Aradan ne kadar geçtiğini bilmiyordu, bir süre sonra, omzunda bir el hissederek irkildi ve başını kaldırdı. Gördüğü kişi Luna Lovegood'tan başkası değildi. "Yemek saati geldi, Draco."

"Aç değilim." dedi Draco soğukça. Luna ise inatçı bir şekilde şansını denedi. "En azından birkaç lokma da olsa bir şeyler yemelisin. Bu şekilde yaptığın tek şey kendine zarar vermek olur." Ayaklandı ve tutunarak kalkabilmesi için elini sarışın gence uzattı. Draco ise elini tutmadı, sadece gözlerini Luna'nın renkli gözlerine çıkardı.

"Üzüldüğünü biliyorum," dedi kız aynı hüzünlü, biraz da hülyalı ve sanki bir hayal aleminden fırlamış gibi sesiyle. "Ben de çok üzgünüm. Harry'nin böyle bir süreçten geçmesi hem senin, hem benim, hem kendisi hem de diğerleri için çok... zorlayıcı. Yine de güçlü olmaya çalışmalı ve kendini paralamamalısın. Harry öyle olsun istemezdi."

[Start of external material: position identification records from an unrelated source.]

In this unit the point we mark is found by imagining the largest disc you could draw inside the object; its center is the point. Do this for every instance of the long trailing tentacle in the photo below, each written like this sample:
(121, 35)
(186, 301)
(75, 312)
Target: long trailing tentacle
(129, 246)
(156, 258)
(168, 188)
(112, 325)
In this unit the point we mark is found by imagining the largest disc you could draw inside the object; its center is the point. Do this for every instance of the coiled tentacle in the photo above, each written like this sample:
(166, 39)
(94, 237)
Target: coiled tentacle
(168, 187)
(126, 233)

Harry ne olsun istiyor hiç bilmiyorum ki, diye düşündü Draco kendi kendine. Luna'ya bakmayı sürdürürken sarışın kız başını salladı, ardından Draco'nun yanına oturdu. Draco, şaşkınca yanına kurulan kıza bakarken Luna, "Onu gerçekten seviyorsun." diye söze başladı. "Anlıyorum... ben, gerçekten anlıyorum. Harry'ye öylesine üzülüyorum ki... Seninle olduğu süre boyunca bir parça da olsa iyileşti sanmıştım."

Ben de öyle, diye geçirdi içinden Draco fakat bunu sesli söylemedi. Luna konuşmayı sürdürdü. "Anlaşılan Harry'nin psikolojik durumunu hepimiz hafife aldık. Bu da hepimiz için-"

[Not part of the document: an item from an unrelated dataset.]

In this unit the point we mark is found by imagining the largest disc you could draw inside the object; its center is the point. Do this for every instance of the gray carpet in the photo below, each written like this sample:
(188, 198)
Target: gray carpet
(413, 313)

"Yemeğe gitmem ve birkaç bir şey yemem için mi yanıma oturup bunları anlatıyorsun?" Draco kendi kendine alayla güldü, hemen hiçbir şeye tahammülü yokken Luna'nın gelip bunlardan bahsetmesi sinir bozucuydu. Ya da haklı olması. "Eğer seninle beraber yemeğe gidersem anlatmayı bırakacak mısın?"

Luna omuz silkerek karşılık verdi. "Eğer istiyorsan, Malfoy." Elini Draco'nun omzuna koyunca sarışın genç bir anlığına irkildi, birkaç saniye sonra Luna'nın ondan destek alarak ayağa kalktığını gördü. Sarışın kız gitmeden hemen önce "Harry sen burada beklediğin için mucizevi bir şekilde iyileşmeyecek," dedi. "Yine de eğer istiyorsan burada öylece oturmaya devam edebilirsin."